Doc Watson and Jack Watson

Hugh Morton’s photograph above of Doc Watson, seated, and Jack Williams in 1953 appears in his book Hugh Morton’s North Carolina with a caption stating that Watson and Williams “were members of a band that played for small dances and family gatherings . . .”  That caption is all we know about this photograph.  Morton made this photograph very early in Watson’s career—the year Watson and Williams first met, eleven years before Watson’s first recording.

The original 35mm slide or a color negative has not turned up in processing the Morton collection.  There is, however, an inkjet print and the low resolution digital file within a PowerPoint presentation shown here, in the unprocessed files of non-original items.  Morton’s portrait of Watson playing a guitar in front of a woodpile, published in Making a Difference in North Carolina, has also not surfaced.  To date, fifteen photographs of Doc Watson can bee seen in the online collection.

2 thoughts on “Doc Watson, 1923–2012

  1. A researcher using the online collection of Hugh Morton images sent word that the person on the left in the group portrait made in the woods (which is featured in the MC Miscellany post) is likely Merle’s son Richard Watson because it looks like him and not Merle, and that the date provided for the photograph (14 January 1987) is after Merle’s death.
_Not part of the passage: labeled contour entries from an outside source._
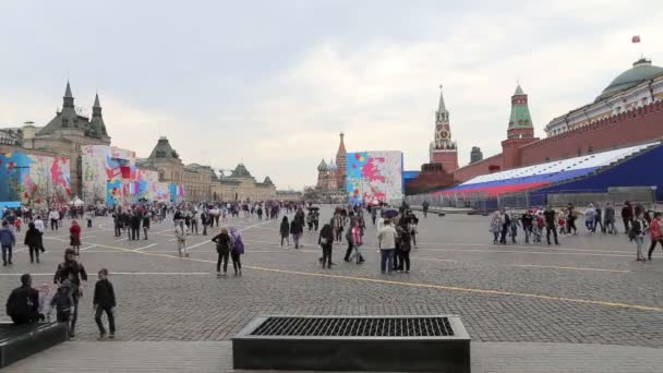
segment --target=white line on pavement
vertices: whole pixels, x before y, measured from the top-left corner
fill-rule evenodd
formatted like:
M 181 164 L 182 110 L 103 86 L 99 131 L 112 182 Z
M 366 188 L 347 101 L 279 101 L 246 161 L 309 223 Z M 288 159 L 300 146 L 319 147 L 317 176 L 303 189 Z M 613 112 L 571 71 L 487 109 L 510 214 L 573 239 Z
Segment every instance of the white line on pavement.
M 89 245 L 89 246 L 87 246 L 87 248 L 83 248 L 83 249 L 81 249 L 80 251 L 87 250 L 87 249 L 92 249 L 92 248 L 96 248 L 96 246 L 98 246 L 98 244 L 94 243 L 94 244 L 91 244 L 91 245 Z
M 31 276 L 52 276 L 53 274 L 29 274 Z M 110 272 L 113 275 L 209 275 L 208 272 Z M 23 274 L 0 274 L 0 276 L 23 276 Z
M 186 246 L 186 250 L 195 249 L 195 248 L 197 248 L 197 246 L 201 246 L 201 245 L 203 245 L 203 244 L 205 244 L 205 243 L 209 243 L 209 242 L 212 242 L 212 240 L 205 240 L 205 241 L 203 241 L 203 242 L 198 242 L 198 243 L 193 244 L 193 245 L 191 245 L 191 246 Z
M 149 248 L 152 248 L 152 246 L 156 246 L 156 243 L 150 243 L 150 244 L 148 244 L 148 245 L 146 245 L 146 246 L 135 249 L 134 251 L 141 251 L 141 250 L 144 250 L 144 249 L 149 249 Z

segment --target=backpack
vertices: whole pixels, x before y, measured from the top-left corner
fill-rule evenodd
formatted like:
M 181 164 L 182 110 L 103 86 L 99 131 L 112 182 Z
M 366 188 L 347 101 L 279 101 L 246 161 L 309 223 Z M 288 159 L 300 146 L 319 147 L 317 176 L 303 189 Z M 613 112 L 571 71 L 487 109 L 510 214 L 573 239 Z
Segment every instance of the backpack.
M 640 234 L 641 231 L 642 227 L 640 226 L 640 221 L 636 219 L 632 221 L 630 230 L 628 231 L 628 238 L 634 240 L 638 234 Z

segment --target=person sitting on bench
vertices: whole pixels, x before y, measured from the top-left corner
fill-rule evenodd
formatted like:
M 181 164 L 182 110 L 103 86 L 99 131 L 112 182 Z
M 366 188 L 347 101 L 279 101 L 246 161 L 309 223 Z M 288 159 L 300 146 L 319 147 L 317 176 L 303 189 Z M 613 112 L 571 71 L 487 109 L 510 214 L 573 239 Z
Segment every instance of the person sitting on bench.
M 21 287 L 12 291 L 7 300 L 7 314 L 14 324 L 29 324 L 44 320 L 39 314 L 39 292 L 33 289 L 29 274 L 21 276 Z

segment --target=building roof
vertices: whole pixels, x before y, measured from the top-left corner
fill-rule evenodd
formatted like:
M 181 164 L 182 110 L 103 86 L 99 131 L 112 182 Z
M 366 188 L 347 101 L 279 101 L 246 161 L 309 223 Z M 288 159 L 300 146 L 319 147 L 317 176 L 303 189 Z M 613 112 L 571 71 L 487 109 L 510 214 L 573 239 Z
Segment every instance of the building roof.
M 444 105 L 444 95 L 442 94 L 442 85 L 439 85 L 439 104 L 437 104 L 437 112 L 447 111 L 446 105 Z
M 249 172 L 249 170 L 246 169 L 244 164 L 239 164 L 239 165 L 237 165 L 234 170 L 232 170 L 232 173 L 230 175 L 230 177 L 231 178 L 251 178 L 251 173 Z
M 525 100 L 518 100 L 516 96 L 526 96 Z M 520 84 L 511 97 L 511 115 L 509 117 L 509 129 L 532 128 L 530 108 L 527 105 L 527 95 L 522 92 Z
M 516 87 L 516 92 L 514 92 L 514 96 L 519 96 L 519 95 L 525 95 L 525 92 L 522 92 L 520 84 L 518 84 L 518 86 Z
M 101 105 L 99 104 L 99 94 L 95 95 L 95 104 L 92 107 L 92 119 L 88 128 L 85 130 L 85 134 L 91 137 L 103 137 L 108 136 L 106 132 L 106 124 L 101 117 Z
M 608 85 L 603 89 L 601 95 L 596 97 L 594 101 L 600 101 L 604 98 L 614 96 L 619 92 L 635 87 L 636 85 L 654 79 L 663 74 L 663 68 L 651 64 L 651 60 L 641 58 L 634 62 L 634 67 L 626 70 L 615 77 Z
M 338 145 L 338 152 L 336 152 L 336 156 L 346 155 L 348 152 L 346 151 L 346 143 L 343 141 L 345 134 L 340 133 L 340 144 Z
M 157 145 L 152 149 L 147 159 L 180 159 L 179 154 L 170 146 L 166 136 L 159 137 Z
M 324 159 L 324 158 L 323 158 L 323 160 L 321 160 L 321 161 L 320 161 L 320 165 L 317 165 L 317 170 L 318 170 L 320 172 L 325 172 L 325 171 L 327 171 L 327 170 L 328 170 L 328 168 L 329 168 L 329 167 L 327 166 L 327 163 L 325 161 L 325 159 Z
M 221 178 L 219 178 L 219 182 L 221 184 L 231 184 L 231 185 L 239 185 L 239 184 L 242 183 L 240 180 L 234 180 L 234 179 L 231 179 L 231 178 L 228 178 L 228 177 L 221 177 Z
The photograph is a 35mm color slide, and that date is actually the film processing date imprinted on the mount, so the image is probably a bit earlier. After the two group portraits on the same roll of film are some distant views of Grandfather Mountain without snow, then some snow scenes, then some landscapes with a full moon but with only traces of snow. The full moons for that time period were December 16 and Jan 15. It’s possible, therefore, that a few weeks passed before the Morton processed the film. For example, photographs Morton made at the University of Jacksonville vs. UNC basketball game played on December 13, 1986 and vs. Maryland on January 8, 1987 have “01-12-87″ on the slide mounts.